Mame Mbaye NIANG : « Le rapport de l’Igf a été approuvé par le ministre Cheikh Diba »

Vendredi 9 Janvier 2026

À peine la perspective d’une éventuelle révision du procès en diffamation évoquée par le Procureur général près la Cour suprême que Mame Mbaye Niang sort de sa réserve. L’ancien ministre de la Jeunesse choisit l’offensive et brise le silence dans un entretien exclusif accordé à L’Observateur, où il conteste vigoureusement la manœuvre judiciaire engagée par le camp d’Ousmane Sonko.
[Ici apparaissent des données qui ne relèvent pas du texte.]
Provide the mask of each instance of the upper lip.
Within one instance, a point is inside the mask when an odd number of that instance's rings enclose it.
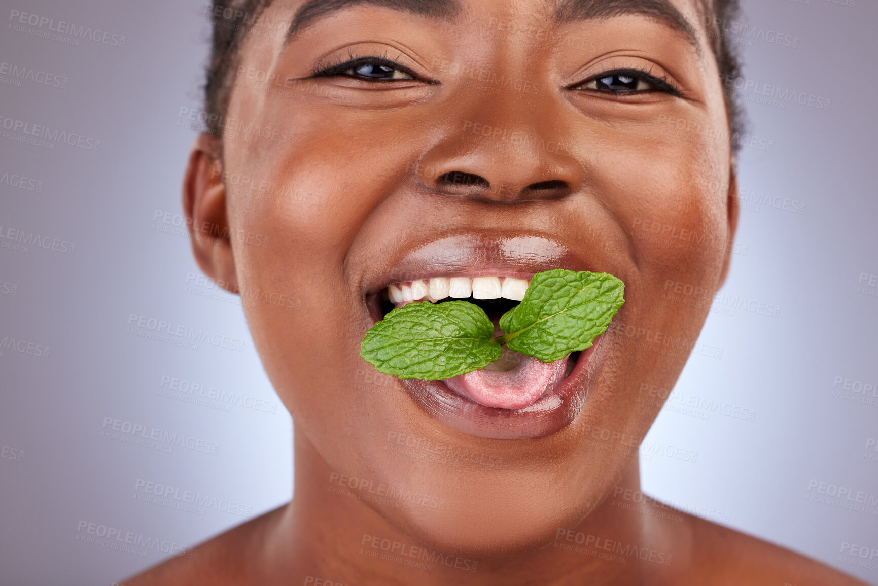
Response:
[[[591,271],[594,267],[567,247],[544,236],[463,234],[415,247],[387,270],[367,277],[363,292],[367,297],[393,283],[430,277],[497,275],[529,279],[536,272],[552,269]]]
Au cœur de la controverse : un rapport de l’Inspection générale des finances (IGF) brandi comme élément nouveau. Un document que Mame Mbaye Niang balaie d’un revers de main, le qualifiant sans détour de « grosse farce ». Selon lui, la chronologie à elle seule suffit à discréditer l’argumentaire adverse. « Le rapport de l’IGF dont on parle a été approuvé en 2024 par l’actuel ministre des Finances, Cheikh Diba. Or, un rapport validé en 2024 ne pouvait ni exister ni être utilisé en 2021 ou 2022 », martèle-t-il.

Pour l’ex-ministre, cette tentative de réécriture du passé judiciaire ne repose sur aucune base sérieuse et ne peut, en l’état, justifier une révision du procès. Pire, il y voit une atteinte grave aux règles fondamentales de la procédure. « La morale leur interdit de produire un rapport de l’IGF citant un ministre qui n’a jamais été entendu ni interrogé. Ils sont en train de ridiculiser l’administration sénégalaise », accuse-t-il.

Mame Mbaye Niang pousse la charge plus loin, dénonçant une incohérence flagrante dans le calendrier avancé par la défense de Sonko. « Dans un procès en diffamation où l’on vous donne dix jours pour produire un rapport, vous attendez 2024 pour nommer un ministre des Finances et lui faire approuver des enquêtes prétendument antérieures ? Il faut être sérieux », tranche-t-il.

Sur le fond du dossier Prodac, l’ancien ministre s’emploie à démonter ce qu’il qualifie de contrevérités techniques. Concernant l’ordre de service, point central de l’accusation initiale, il se montre catégorique : « Ils ont affirmé que j’avais signé un ordre de service antérieur au contrat. C’est archi-faux. Le contrat date de 2015 et l’ordre de service de 2016. »

Il rappelle par ailleurs que son rôle, strictement encadré par le Code des marchés publics, se limitait à la signature du contrat après validation par le ministère des Finances, l’exécution relevant d’autres structures administratives. Une précision qu’il estime volontairement occultée par ses détracteurs.

Affichant une sérénité assumée, Mame Mbaye Niang affirme que la thèse de ses accusateurs s’effrite d’elle-même : « Mes accusateurs me blanchissent aujourd’hui en reconnaissant qu’ils ne m’accusent plus de détournement de deniers publics. Dès lors, de quoi devrais-je avoir peur ? Qu’on soit en position de force ou de faiblesse, seule la vérité compte. »

Il prend toutefois soin de rappeler que la procédure n’en est qu’à un stade préliminaire. « La Cour suprême n’envisage pas encore de se réunir. C’est le procureur général qui a saisi les deux parties en transmettant un mémoire assorti de pièces. Mes avocats répondront pour démonter les fausses informations relevées », conclut-il.